For caption detection, PDFFigures 2.0 and DeepFigures reach an F1 score of around 0.5. We skip a direct comparison between the systems for this sub-task, as DeepFigures relies on the output of PDFFigures 2.0, making their performance nearly identical. The reason for this performance drop compared to other sub-tasks is that PDFFigures 2.0 often produces caption bounding boxes that do not enclose the entire caption (see example in Fig. 5). This difference is small when considering the absolute area of the boxes; however, the small size of captions makes the relative difference significant enough, that the prediction does not pass an IOU threshold of 0.8. This problem was cited by the authors of DeepFigures [30] as one of the main hurdles in the neural network training process and was the reason why they decided to use PDFFigures 2.0 as the underlying caption extraction mechanism. The authors of PDFFigures 2.0 even reported this as an issue in the evaluation phase and used OCR-ed text as a fallback matching technique [5]. The problem could be fixed by snapping the bounding boxes to a grid in order to make them less sensitive to changes, but that introduces another variable to the evaluation process. In our case, the F1 metric for the reference detection task shows that PDFFigures 2.0 is effective at detecting captions but ineffective at precisely defining their bounding boxes.

Fig. 5.
figure 5

Example of an imprecise caption bounding box produced by PDFFigures 2.0, compared with our annotation.

6 Conclusion

We addressed one of the most prevalent problems currently plaguing research on figure, table, and caption extraction from scientific PDFs: the lack of a large, cross-discipline, and easily-accessible dataset. We published SCI-3000: a novel dataset of annotated scientific publications from five research areas: computer science, biomedicine, chemistry, physics, and technology. Two state-of-the-art figure, table, and caption extraction methods were evaluated on our dataset, using an evaluation protocol we made publicly available as a python library.

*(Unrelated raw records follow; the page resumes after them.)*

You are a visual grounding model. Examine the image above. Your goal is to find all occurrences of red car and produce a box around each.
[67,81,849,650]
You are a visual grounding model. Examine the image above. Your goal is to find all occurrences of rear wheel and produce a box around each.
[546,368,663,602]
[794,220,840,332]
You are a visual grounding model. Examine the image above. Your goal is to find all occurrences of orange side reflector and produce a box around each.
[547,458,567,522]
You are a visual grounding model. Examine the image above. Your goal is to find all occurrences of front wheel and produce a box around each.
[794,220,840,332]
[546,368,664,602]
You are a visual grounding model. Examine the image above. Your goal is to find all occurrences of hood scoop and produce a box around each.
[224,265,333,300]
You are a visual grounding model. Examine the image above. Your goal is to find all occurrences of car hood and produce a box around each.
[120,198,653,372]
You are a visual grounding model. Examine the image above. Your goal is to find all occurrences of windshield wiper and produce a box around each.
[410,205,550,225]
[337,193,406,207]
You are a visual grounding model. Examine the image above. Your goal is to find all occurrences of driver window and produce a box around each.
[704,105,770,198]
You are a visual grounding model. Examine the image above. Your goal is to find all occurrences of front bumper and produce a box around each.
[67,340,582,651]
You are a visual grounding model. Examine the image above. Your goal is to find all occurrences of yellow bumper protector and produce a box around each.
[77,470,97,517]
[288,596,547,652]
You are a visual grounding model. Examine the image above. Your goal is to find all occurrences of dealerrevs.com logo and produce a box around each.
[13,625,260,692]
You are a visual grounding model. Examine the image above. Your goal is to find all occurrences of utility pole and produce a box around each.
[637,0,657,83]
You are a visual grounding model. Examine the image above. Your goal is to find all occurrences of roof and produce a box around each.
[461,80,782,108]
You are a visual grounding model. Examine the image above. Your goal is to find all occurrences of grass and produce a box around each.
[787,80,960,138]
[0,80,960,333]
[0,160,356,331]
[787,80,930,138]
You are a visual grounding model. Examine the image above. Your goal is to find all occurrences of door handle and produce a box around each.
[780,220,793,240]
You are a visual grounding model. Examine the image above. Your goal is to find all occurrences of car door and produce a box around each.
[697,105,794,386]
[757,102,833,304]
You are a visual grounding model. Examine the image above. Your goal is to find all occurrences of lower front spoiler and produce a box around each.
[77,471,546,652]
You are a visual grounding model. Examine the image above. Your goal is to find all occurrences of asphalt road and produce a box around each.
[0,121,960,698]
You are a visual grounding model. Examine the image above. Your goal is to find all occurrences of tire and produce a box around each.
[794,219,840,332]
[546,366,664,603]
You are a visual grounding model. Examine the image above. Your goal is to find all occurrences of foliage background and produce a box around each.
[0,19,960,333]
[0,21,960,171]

The SCI-3000 dataset not only surpasses most of its predecessors in size and scope by incorporating new scientific fields, but also provides source publications in PDF format, made possible by the permissive licensing of the sourced PDF articles. This characteristic makes the dataset viable for extension and re-publication, for example, by adding new annotations for elements like equations and paragraphs. An alternative future research path would be to make the available annotations more specific, for example, by classifying figures into different types such as graphs, light-photography, or biomedical images.

Our evaluation of state-of-the-art methods showed that there is still room for improvement, especially for the task of caption detection. Therefore, developing more effective extraction and caption detection methodologies is another viable path for future research.